Now, don't ya think a lawyer would have to prove that the CT actually caused an accident rather than just being on the bike? That goes back to my previous point of rider reaction time. Some riders out right freeze up and do nothing to avoid and accident. Would that be attributed to the CT, recurve windshield, missing reflector off the saddle bag or maybe the cup holder on the handle bars.
Motorcycles are engineered with a weight range in mind. In the manual it provides a max weight. Go over that, and you've gone over the design limit.

You're arguing common sense. Little of this process is contrained by reason. Lawyers on different sides of an issue spin facts into a story they hope a judge or jury will vote for. Rare is the lawyer who will tell you that a civil suit is a sure win. The smart ones will say, "Well it's never a sure thing, but I believe we've got a good chance to win." If you're blood-alcohol is too high and they have a document that shows that, they will argue you're impaired. They most likely won't argue reaction times unless they've got a doctor saying, "I have examined this rider, and he/she is neurologically impaired, and I told him/her never to operate a motorcycle." If they have that, you bet they'll argue it, but without that they'd consider the possibility of getting such an argument past a judge or jury, and then they'd probably say, "No, that dog won't hunt." (I once had a lawyer say that to me.)

So now that lawyers are starting to consider this "what tires did they have on their wheels" angle, and given the amount of "DO NOT DO THIS" advice published by both motorcycle and tire makers, it would not be a stretch to show all those warnings and to convince a typical, non-motorcycle-riding juror, one who thinks we're a bunch of wild-eyed, anti-social, chain-swinging maniacs, that we'd deliberately scoffed at all that clearly printed, widely disseminated, easily available advice and carelessly endangered our passengers and other law-abiding citizens riding in cars where we should all have been in the first place.

Fuss and fume all you want. Tell lawyer jokes. It simply doesn't matter what you know to be true. All that will matter at the end of a trial is what a lawyer has convinced a judge or jury is true. If a judge or jury doesn't buy the premise, you're off the hook. If a judge or jury buys it, you're on the hook. The end.
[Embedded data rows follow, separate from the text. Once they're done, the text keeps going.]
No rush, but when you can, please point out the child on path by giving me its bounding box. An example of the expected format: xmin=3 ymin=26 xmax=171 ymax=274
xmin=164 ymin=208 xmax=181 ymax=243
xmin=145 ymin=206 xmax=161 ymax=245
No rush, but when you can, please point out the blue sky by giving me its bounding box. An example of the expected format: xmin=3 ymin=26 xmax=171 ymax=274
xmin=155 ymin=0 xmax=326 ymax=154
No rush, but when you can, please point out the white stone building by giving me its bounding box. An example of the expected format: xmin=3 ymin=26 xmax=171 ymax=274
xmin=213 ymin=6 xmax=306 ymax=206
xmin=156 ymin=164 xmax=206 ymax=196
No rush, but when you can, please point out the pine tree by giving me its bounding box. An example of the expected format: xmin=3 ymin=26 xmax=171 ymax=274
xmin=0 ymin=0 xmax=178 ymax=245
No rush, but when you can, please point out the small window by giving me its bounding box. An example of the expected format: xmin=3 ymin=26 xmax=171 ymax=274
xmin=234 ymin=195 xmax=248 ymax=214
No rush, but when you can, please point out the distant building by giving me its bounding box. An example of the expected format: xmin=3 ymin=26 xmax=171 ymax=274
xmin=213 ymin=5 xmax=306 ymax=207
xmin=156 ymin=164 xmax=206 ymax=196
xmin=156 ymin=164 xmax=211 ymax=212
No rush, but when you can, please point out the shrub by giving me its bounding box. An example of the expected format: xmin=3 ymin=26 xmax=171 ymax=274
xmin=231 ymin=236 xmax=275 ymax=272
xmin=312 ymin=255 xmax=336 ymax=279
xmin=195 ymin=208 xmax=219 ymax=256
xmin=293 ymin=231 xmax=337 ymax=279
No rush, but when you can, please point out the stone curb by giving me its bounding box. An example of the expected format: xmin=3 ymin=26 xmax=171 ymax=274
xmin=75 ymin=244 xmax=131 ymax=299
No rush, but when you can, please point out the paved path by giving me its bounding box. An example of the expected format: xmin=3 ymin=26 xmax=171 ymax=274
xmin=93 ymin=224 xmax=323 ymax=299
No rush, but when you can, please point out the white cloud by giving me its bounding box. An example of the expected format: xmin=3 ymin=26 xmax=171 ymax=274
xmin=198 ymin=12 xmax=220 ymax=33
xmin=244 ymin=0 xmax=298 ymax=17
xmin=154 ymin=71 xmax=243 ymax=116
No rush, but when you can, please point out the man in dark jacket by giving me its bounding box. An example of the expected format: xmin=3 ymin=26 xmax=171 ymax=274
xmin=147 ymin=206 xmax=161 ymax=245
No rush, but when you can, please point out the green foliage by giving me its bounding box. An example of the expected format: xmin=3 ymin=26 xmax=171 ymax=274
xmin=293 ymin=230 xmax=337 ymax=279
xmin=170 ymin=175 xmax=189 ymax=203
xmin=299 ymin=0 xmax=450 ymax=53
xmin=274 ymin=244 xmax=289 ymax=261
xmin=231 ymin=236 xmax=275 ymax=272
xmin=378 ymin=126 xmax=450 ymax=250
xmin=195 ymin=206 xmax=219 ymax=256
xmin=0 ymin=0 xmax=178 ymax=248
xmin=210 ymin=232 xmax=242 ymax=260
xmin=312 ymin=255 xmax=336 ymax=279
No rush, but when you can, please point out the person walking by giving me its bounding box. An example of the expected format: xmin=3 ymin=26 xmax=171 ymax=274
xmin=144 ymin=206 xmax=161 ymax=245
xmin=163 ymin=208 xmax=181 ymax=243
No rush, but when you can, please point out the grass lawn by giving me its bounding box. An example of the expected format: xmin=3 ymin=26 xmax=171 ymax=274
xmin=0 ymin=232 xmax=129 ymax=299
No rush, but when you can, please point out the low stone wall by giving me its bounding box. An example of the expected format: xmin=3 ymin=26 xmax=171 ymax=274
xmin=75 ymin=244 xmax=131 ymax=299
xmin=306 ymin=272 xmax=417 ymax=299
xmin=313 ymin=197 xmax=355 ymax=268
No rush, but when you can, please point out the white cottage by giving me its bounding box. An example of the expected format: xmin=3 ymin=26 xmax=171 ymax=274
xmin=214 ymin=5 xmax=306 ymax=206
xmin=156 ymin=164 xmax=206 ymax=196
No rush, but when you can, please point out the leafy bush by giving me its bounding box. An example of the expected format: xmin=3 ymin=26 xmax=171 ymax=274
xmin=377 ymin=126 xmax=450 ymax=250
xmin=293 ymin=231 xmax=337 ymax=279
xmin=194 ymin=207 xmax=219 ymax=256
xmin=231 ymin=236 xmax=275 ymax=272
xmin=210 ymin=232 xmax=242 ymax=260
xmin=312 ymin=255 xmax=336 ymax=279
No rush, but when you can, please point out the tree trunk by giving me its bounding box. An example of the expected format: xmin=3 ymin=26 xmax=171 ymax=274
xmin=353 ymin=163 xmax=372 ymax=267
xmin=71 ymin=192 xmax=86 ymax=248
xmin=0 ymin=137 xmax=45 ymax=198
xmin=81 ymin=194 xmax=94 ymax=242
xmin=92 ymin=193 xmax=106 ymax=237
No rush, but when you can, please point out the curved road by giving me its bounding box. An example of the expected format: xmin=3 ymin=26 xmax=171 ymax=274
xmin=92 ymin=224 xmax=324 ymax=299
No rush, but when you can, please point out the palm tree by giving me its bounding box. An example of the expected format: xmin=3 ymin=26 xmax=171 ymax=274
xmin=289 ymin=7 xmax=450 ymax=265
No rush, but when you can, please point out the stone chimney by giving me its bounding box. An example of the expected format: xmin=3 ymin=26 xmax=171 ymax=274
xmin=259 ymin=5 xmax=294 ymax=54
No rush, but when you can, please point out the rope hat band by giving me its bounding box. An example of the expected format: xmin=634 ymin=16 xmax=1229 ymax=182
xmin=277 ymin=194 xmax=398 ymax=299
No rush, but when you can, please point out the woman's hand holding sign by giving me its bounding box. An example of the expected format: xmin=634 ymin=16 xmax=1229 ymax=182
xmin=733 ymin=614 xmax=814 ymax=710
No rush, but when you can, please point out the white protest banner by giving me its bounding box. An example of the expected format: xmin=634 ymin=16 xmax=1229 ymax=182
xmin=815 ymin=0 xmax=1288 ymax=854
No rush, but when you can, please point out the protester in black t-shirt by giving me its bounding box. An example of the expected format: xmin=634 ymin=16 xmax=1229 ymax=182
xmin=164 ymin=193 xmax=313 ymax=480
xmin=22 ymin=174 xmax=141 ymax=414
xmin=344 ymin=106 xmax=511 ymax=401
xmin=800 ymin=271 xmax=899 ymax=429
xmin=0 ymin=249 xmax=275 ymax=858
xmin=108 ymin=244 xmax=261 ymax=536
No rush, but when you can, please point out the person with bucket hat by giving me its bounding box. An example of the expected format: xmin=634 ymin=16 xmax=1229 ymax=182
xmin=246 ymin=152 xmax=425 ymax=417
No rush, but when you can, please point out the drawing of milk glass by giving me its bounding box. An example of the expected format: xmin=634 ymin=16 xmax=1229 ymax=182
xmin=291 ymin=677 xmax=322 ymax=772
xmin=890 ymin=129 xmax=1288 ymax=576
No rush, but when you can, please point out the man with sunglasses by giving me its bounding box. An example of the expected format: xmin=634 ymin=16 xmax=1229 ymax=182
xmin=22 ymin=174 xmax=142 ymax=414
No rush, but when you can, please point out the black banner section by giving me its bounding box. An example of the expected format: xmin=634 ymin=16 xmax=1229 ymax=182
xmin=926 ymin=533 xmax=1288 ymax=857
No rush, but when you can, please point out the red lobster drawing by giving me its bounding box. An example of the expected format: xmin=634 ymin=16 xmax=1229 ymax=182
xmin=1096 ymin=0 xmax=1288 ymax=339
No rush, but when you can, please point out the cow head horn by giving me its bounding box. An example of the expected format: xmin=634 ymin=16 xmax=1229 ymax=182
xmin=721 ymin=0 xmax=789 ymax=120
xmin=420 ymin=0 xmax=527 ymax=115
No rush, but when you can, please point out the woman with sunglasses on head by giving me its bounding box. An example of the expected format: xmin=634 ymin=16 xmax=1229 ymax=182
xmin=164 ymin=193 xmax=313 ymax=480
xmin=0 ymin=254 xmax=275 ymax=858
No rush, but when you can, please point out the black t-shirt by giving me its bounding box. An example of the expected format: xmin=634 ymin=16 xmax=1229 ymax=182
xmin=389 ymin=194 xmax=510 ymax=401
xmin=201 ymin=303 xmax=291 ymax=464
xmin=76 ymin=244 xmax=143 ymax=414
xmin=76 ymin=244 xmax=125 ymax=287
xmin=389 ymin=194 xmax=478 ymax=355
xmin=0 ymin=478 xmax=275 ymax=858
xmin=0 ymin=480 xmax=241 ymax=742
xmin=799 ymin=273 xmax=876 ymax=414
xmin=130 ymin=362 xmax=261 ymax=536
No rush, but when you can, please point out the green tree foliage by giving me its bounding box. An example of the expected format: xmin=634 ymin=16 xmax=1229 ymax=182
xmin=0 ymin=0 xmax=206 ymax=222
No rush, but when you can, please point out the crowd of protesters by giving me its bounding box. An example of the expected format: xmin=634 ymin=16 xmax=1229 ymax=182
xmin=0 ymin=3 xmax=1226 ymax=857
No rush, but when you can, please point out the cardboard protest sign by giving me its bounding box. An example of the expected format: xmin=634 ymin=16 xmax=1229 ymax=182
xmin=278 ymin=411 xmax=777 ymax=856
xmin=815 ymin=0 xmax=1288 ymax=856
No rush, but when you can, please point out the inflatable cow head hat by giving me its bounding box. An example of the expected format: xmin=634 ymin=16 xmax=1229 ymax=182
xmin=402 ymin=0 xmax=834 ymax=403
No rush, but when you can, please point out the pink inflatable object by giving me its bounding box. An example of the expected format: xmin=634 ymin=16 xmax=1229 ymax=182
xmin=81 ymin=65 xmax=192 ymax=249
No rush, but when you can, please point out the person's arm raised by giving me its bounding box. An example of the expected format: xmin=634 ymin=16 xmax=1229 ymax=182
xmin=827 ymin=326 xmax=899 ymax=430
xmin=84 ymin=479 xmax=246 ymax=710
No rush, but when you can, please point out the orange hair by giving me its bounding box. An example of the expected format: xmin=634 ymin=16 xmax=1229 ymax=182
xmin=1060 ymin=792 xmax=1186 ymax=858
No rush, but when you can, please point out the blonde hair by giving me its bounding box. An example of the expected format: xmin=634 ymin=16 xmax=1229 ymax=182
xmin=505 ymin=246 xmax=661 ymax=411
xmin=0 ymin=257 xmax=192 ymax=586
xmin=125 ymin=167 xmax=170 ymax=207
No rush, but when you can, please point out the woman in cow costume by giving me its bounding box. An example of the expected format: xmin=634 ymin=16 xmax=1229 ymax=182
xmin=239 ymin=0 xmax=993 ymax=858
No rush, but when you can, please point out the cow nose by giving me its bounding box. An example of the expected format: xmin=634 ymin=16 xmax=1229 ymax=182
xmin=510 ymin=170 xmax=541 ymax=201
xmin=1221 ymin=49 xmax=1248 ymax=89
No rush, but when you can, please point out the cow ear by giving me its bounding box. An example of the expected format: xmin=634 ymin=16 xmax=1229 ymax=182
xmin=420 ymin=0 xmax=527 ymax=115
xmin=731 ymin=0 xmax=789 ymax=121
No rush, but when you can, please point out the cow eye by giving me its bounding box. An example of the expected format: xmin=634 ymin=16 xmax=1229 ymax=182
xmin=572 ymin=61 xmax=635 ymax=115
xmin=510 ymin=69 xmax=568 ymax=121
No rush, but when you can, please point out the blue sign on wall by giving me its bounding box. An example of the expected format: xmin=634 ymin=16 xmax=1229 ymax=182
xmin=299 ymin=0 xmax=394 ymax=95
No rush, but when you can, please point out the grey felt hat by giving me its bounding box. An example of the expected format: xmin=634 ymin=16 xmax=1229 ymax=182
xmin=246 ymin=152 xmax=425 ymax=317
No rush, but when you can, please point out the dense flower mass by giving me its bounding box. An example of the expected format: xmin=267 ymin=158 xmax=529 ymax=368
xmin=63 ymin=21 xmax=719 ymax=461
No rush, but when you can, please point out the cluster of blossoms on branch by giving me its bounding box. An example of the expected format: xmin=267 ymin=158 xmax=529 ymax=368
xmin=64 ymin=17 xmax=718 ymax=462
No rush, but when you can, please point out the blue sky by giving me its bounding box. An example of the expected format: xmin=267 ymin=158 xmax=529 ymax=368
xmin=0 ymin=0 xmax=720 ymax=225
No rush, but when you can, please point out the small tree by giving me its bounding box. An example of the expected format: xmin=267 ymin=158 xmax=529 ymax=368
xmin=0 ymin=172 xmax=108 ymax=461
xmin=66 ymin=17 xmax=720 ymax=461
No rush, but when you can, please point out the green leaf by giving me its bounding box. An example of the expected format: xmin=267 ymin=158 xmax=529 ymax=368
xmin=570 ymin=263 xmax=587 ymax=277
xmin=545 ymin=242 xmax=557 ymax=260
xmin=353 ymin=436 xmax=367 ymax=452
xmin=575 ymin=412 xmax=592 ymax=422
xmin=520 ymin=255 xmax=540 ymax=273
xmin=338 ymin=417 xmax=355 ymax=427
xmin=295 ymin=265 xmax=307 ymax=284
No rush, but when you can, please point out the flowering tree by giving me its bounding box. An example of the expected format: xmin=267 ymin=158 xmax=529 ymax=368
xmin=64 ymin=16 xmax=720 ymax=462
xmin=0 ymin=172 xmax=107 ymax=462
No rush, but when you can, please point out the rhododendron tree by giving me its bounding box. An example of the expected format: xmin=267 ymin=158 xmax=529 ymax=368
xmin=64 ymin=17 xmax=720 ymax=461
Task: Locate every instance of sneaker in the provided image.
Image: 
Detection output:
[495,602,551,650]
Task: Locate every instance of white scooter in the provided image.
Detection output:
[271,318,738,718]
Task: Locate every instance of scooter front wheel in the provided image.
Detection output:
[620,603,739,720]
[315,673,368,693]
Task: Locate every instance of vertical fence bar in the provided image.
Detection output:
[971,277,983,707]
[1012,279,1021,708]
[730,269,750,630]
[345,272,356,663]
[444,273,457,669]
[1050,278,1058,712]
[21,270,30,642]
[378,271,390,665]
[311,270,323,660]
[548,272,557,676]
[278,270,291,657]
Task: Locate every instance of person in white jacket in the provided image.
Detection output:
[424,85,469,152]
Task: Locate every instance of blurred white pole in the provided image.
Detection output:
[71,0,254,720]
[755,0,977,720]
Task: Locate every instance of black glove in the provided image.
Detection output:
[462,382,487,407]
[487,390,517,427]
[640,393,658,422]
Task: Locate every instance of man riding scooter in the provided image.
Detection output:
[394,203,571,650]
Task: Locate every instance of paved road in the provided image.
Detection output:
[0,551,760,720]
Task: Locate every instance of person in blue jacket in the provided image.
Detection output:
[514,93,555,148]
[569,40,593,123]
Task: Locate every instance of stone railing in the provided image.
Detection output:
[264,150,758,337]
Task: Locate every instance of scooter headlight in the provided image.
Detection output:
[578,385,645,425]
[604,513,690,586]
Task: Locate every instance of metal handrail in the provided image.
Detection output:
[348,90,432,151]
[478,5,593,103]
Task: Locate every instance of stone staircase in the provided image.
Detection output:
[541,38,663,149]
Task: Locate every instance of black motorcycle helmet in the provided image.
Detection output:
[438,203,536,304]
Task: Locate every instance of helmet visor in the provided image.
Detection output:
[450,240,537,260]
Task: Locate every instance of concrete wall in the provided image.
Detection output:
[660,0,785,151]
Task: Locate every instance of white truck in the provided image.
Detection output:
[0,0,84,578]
So once again: This "what kind of tire was it wearing" issue has now poked its head above the horizon. Hungry-hyena lawyers are aprowling. Make of it what you will. Fuss and fume. Tell yourself whatever soothes you. Ridicule and insult whoever warns you. It is what it is. Ride in peace. (Fill in whatever cliche I have left out.) No one cares what tires you're wearing except you. (And just maybe an opposing lawyer.)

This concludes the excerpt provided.